Final toc format

chelsea0x3b · chelsea0x3b · commit 51d14476a5db · 2025-06-24T17:10:43.000-04:00
diff --git a/page.md b/page.md
@@ -37,19 +37,17 @@ license_url: "https://opensource.org/license/mit"
 
 
 Quick Jump:
-
-
 - [Why?](#why)
 - [How?](#how)
   - [Note on executing fp8 models](#note-on-executing-fp8-models)
   - [fp8 bit format](#fp8-bit-format)
   - [Quantization - scaling to lower precision loss \& handle large values](#quantization---scaling-to-lower-precision-loss--handle-large-values)
   - [Finer grained scale - weight block size](#finer-grained-scale---weight-block-size)
 - [Saving a quantized checkpoint](#saving-a-quantized-checkpoint)
-  - [Add the scales to `Linear` layers](#add-the-scales-to-linear-layers)
+  - [Add the scales to Linear layers](#add-the-scales-to-linear-layers)
   - [Update model config](#update-model-config)
 
-# Why?
+## Why?
 
 tl;dr:
 
@@ -67,15 +65,15 @@ Starting with NVIDIA H100 GPU, GPUs have *hardware support* for 8 bit floating p
 3. Depending on the GPU, fp8 FLOPS are just higher than `bf16` FLOPS. E.g.
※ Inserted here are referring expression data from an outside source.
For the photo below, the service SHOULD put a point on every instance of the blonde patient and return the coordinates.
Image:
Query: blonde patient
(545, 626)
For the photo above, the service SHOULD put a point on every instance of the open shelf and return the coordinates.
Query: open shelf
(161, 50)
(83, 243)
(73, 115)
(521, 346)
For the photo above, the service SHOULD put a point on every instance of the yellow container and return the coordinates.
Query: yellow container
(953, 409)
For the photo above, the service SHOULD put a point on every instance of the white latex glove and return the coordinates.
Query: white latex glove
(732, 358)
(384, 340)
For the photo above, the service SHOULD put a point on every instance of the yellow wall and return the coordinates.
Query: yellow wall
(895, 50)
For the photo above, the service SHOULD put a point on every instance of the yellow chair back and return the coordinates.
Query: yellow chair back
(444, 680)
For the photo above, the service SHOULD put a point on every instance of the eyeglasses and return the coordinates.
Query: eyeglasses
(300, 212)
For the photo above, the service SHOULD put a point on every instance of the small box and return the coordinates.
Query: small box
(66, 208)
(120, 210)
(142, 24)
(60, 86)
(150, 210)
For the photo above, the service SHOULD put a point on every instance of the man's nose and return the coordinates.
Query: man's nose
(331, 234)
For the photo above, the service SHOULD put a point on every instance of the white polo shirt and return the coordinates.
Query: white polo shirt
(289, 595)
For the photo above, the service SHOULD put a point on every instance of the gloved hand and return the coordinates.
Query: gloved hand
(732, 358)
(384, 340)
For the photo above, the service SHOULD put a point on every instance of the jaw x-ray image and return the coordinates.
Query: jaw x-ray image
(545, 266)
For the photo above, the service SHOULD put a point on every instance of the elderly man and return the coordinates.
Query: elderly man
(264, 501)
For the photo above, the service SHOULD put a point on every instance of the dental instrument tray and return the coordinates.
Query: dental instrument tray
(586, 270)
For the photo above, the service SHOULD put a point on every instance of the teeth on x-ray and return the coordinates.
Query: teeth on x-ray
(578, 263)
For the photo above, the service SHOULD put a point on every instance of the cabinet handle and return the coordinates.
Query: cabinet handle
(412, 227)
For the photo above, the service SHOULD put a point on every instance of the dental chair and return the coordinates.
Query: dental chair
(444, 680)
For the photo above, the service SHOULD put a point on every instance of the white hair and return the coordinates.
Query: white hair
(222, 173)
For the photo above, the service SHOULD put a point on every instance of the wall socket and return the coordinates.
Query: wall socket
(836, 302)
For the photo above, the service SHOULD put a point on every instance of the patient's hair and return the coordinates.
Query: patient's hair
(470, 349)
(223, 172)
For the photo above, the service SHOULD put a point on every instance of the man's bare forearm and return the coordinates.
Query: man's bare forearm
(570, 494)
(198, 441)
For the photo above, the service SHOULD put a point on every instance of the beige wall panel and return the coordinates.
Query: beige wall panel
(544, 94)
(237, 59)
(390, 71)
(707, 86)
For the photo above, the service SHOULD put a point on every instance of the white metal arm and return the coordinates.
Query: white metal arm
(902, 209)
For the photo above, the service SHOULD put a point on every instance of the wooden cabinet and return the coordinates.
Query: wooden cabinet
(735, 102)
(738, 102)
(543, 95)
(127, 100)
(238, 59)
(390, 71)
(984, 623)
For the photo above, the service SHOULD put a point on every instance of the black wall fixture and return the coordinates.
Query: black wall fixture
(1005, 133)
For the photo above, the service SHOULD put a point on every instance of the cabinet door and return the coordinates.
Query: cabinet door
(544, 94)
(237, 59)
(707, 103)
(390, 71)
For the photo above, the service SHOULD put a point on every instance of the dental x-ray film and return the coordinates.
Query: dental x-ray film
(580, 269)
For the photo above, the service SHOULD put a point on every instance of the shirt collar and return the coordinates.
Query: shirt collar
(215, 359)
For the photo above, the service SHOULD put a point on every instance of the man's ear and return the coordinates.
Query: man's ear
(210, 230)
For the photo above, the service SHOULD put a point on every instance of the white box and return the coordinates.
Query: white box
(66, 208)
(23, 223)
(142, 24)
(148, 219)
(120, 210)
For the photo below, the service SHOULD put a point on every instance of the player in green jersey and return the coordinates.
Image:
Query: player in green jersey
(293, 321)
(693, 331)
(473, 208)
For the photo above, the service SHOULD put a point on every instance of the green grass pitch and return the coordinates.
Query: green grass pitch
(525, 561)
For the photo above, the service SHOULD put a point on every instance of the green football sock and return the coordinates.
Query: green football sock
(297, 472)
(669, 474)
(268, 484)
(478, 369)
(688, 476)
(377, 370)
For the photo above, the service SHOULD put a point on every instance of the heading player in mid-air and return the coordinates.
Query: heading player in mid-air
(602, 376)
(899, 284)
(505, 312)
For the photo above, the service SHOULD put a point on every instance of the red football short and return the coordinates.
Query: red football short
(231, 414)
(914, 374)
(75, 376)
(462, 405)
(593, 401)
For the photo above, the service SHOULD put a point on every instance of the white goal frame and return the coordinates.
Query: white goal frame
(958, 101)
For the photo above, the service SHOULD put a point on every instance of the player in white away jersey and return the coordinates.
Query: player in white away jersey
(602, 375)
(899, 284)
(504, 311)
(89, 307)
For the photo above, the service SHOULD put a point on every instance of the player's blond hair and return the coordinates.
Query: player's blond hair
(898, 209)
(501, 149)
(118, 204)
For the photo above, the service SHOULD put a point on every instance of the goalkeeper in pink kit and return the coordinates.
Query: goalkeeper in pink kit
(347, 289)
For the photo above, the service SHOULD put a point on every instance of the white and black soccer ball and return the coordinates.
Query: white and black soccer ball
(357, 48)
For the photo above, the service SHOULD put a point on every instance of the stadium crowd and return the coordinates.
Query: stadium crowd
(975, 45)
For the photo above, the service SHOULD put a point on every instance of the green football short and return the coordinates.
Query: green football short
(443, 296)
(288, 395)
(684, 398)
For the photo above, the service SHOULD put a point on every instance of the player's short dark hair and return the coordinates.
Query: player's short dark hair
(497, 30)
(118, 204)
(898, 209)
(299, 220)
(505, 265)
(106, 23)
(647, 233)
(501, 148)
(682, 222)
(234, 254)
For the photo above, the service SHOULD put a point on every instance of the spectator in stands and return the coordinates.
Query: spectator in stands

See [H100 specifications](https://www.nvidia.com/en-us/data-center/h100/); bfloat16 has ~2k teraFLOPS and fp8 has ~4k teraFLOPS
 
 
-# How?
+## How?
 
-## Note on executing fp8 models
+### Note on executing fp8 models
 
 When we talk about `fp8` models, we typically only are talking about the **weights being `fp8`**. The actual execution of the model is still done in `bf16`. So all the **intermediate tensors are still in `bf16`**, and it's the underlying CUDA kernels that are taking in `bf16` tensors and `fp8` weights.
 
 **fp8 models still use `bf16` kv cache by default** (since the kv cache stores kv values, which are intermediate tensors).
 
-## fp8 bit format
+### fp8 bit format
 
 There are a number of different `fp8` formats; the most common is `float8_e4m3fn`. Here are some facts about it:
 
@@ -108,7 +106,7 @@ So this leads us with two questions for quantization:
 1. `bf16` can store values between `[-3.38953e+38, +3.38953e+38]`, how do we fit that into `fp8` range of `[-448, +448]`?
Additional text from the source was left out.